The wind-turbine drivetrain testing facility under construction at the Clemson University Restoration Institute will be capable of testing next-generation drivetrains up to 15 megawatts. (Photo/Provided)
Published June 7, 2012
Clemson University’s wind turbine test facility has no equal in the global wind industry, the project manager said Tuesday in Atlanta.
The wind-turbine drivetrain testing facility under construction at the Clemson University Restoration Institute in North Charleston will be the world’s most advanced, project manager Jim Tuten said.
Clemson students, scientists and staff showcased the facility during the Windpower 2012 Conference this week in Atlanta. Clemson joined Renk Labeco Test Systems, the company designing and manufacturing the facility’s two drivetrain test rigs.
In November 2009, Clemson University was awarded a $45 million grant by the U.S. Department of Energy to develop the testing facility. That was matched by $53 million in public and private funds.

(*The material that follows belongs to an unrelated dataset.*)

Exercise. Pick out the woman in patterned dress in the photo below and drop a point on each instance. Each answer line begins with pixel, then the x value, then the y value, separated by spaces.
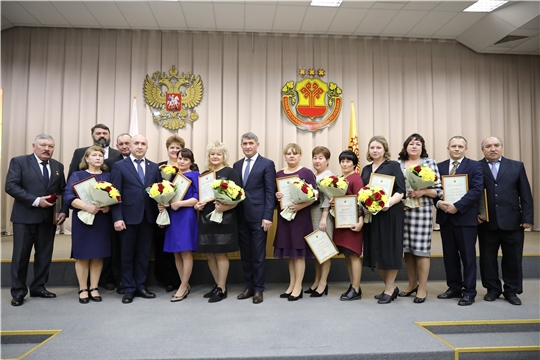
pixel 418 221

The $98 million facility will be capable of testing next-generation drivetrains up to 15 megawatts. The facility’s 7.5-megawatt test rig is scheduled to begin commissioning this fall, with the 15-megawatt rig to follow early in 2013.
The goal of companies that will use Clemson’s facility will be to improve reliability and efficiency and reduce maintenance costs, Tuten said. The facility will stress-test drivetrains to their breaking point by accelerating environmental and other factors to improve design and functionality.
Clemson said that more than 90% of major wind industry companies were represented on advisory boards that provided input to the facility’s design and function.